Doubling the number of ACh receptors activated or reducing by half the number of resting channels each will double the EPSP amplitude at each potential without changing Vrev.
Plot c, where we made the ACh receptor permeable only to Na ions, shows Vrev = VNa, which I assumed to be +30mV in this cell. The slope depends on your assumptions. If you assume the same total conductance, the slope should stay the same, as I have drawn it above. Another reasonable assumption would be that you removed the K conductance leaving the Na conductance intact, in which case the slope would be reduced by the fraction of total conductance originally contributed by Na. So, for
example, if the conductance ratio originally were 1.8:1 Na:K, then the slope of line c should be 1.8/2.8 of the original slope (but still +30mV Vrev.
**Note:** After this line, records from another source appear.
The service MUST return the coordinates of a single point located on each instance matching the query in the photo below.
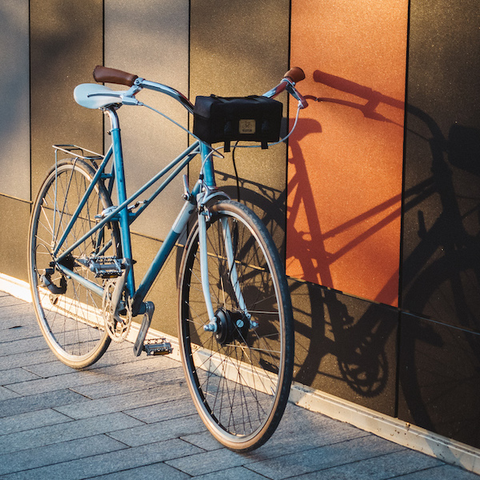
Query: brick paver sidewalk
(132, 418)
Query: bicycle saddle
(92, 95)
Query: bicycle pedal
(157, 346)
(142, 333)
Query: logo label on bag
(246, 127)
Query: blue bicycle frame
(204, 190)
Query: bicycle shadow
(441, 250)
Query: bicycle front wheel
(69, 314)
(239, 376)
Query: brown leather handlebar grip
(295, 74)
(112, 75)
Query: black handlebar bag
(231, 119)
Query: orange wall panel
(346, 156)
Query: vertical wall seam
(402, 221)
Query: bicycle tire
(69, 315)
(239, 379)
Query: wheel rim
(71, 320)
(237, 376)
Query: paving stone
(382, 467)
(149, 472)
(6, 393)
(31, 420)
(97, 465)
(203, 440)
(121, 402)
(16, 375)
(60, 452)
(41, 401)
(209, 462)
(64, 432)
(302, 430)
(16, 330)
(165, 411)
(133, 382)
(236, 473)
(444, 472)
(22, 346)
(305, 461)
(154, 432)
(45, 355)
(50, 431)
(91, 383)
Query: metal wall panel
(150, 38)
(439, 342)
(14, 113)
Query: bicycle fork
(212, 326)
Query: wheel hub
(231, 326)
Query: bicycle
(235, 324)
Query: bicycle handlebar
(103, 74)
(112, 75)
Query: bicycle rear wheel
(239, 376)
(69, 314)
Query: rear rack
(77, 152)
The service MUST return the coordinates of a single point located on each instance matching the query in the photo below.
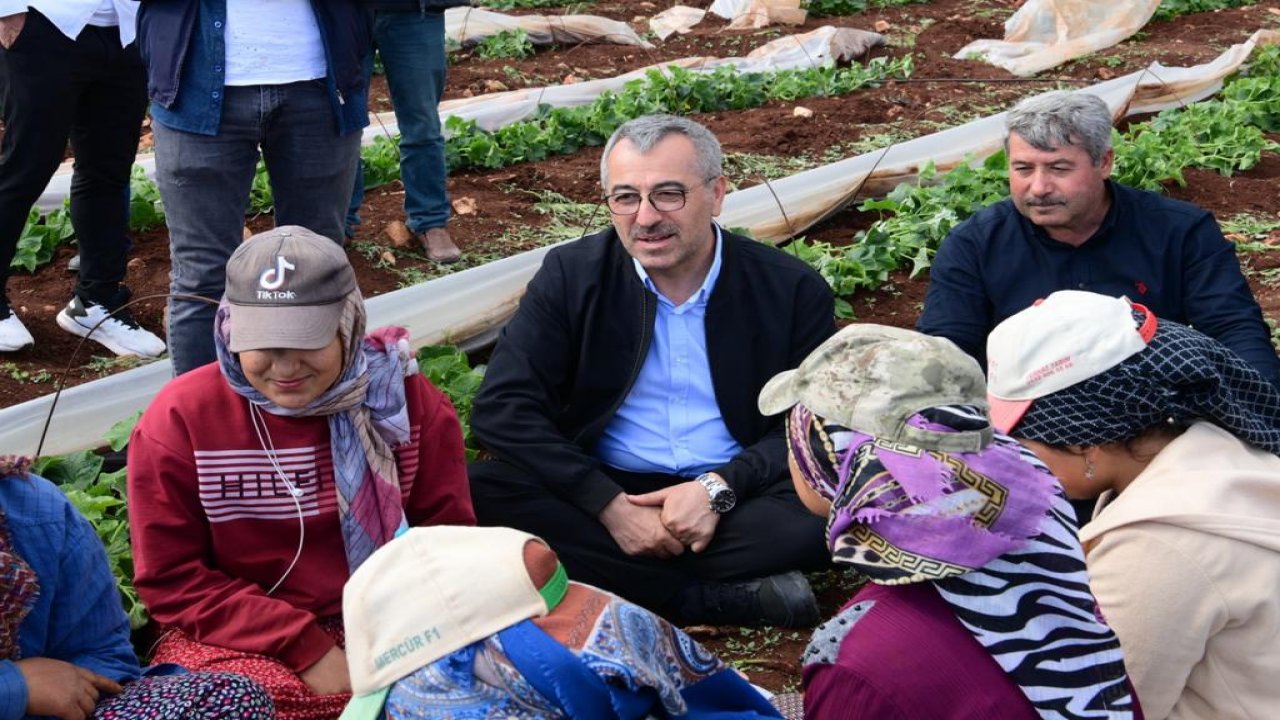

Now do the exact same set of plots, but this time plot the current underlying the EPSP, as measured in voltage clamp. Plot inward current down (negative) on the y-axis. Some of the conditions (a)-(c) change the voltage plots in Question 1, but do not change the current plots in Question 2. Do you understand why?
Voltage clamp plots of EPSP current are inverted, because current is inward for a depolarizing EPSP, and inward currents are plotted as negative number (convention). The control plot and plot (b) are the same, because changing R (reducing resting channels) does not change EPSP current. Plot a is double control, because twice as many receptors activated means twice as much current at each potential. All have the same Vrev. The plot of c has the same assumptions as in the first graph, and its slope would change with a new assumption, just like in the first graph.